Should You Pay Off Your Mortgage Before Retirement? Experts Weigh In
For many Americans approaching retirement, the dream of a mortgage-free life remains a powerful financial milestone. The idea of owning your home outright, free from monthly payments, seems like the ultimate way to reduce expenses and enjoy financial peace of mind.
But is rushing to pay off your mortgage before you retire always the smartest move?
This question doesn’t have a one-size-fits-all answer. Whether or not you should pay off your mortgage before retiring depends on a range of personal factors—from interest rates and investment returns to cash flow needs and emotional comfort.

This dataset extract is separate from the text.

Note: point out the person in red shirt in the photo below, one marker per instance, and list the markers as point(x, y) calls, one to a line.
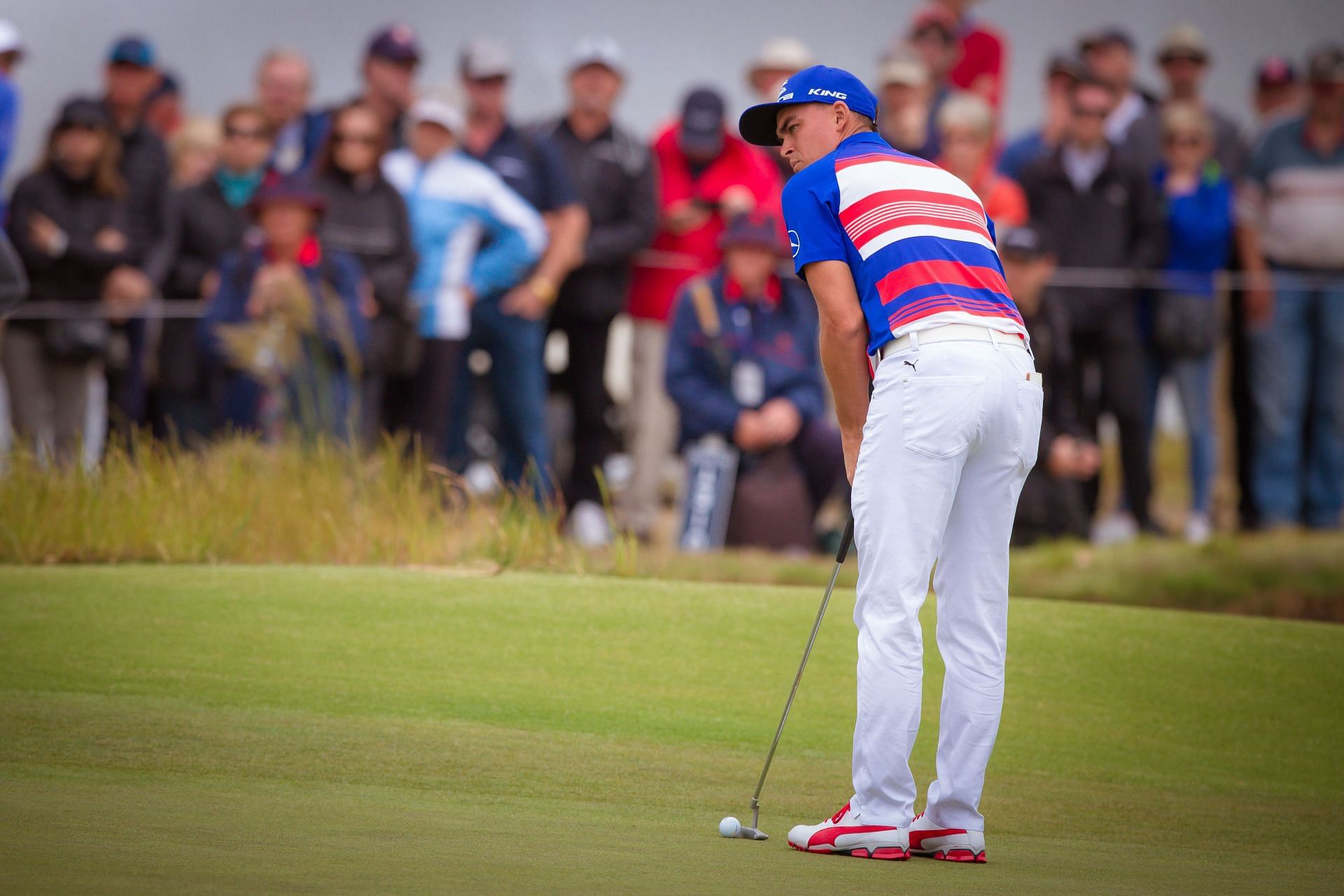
point(706, 176)
point(984, 55)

We spoke with financial experts and analyzed the pros and cons to help you make the most informed decision for your golden years.
The Allure of a Paid-Off Home
There’s no denying the emotional and psychological appeal of retiring without a mortgage. According to a 2023 report from the Employee Benefit Research Institute, over 60% of retirees say owning their home outright provides a strong sense of financial security.
With the cost of living rising and healthcare expenses looming large in later life, the idea of eliminating one of your largest monthly bills is understandably attractive.
“Being debt-free in retirement can reduce stress significantly,” says Patricia Collins, a certified financial planner in Denver. “It also gives retirees more flexibility, which is especially valuable if unexpected expenses arise.”
And there’s a clear mathematical incentive, too. By eliminating your mortgage, you reduce your required income, which could potentially lower your tax burden and make your retirement savings stretch further.
But before you drain your savings or sell off investments to pay off that balance, take a closer look at what you might be giving up.
The Case for Keeping the Mortgage
Although it seems counterintuitive, financial advisors often urge caution when it comes to paying off a mortgage before retirement—especially if it requires dipping into tax-advantaged accounts or selling appreciated investments.
Opportunity Cost Matters
If your mortgage has a low interest rate—say, 3% or 4%—it might make more sense to invest extra funds rather than pay down the loan. Historically, diversified investment portfolios have yielded returns in the range of 6%–8% annually.
In that context, your money might work harder for you in the market than it would sitting in home equity.
Liquidity is Key in Retirement
Retirees often face unexpected costs, such as medical bills or home repairs. Having a large portion of your net worth tied up in a house can limit your financial flexibility.
“Real estate is illiquid,” explains Angela Grover, a CPA specializing in retirement income planning. “If you need $20,000 fast, you can’t just pull it out of your home without taking on debt or selling the property. That’s why it’s often better to keep liquid savings and manageable mortgage payments.”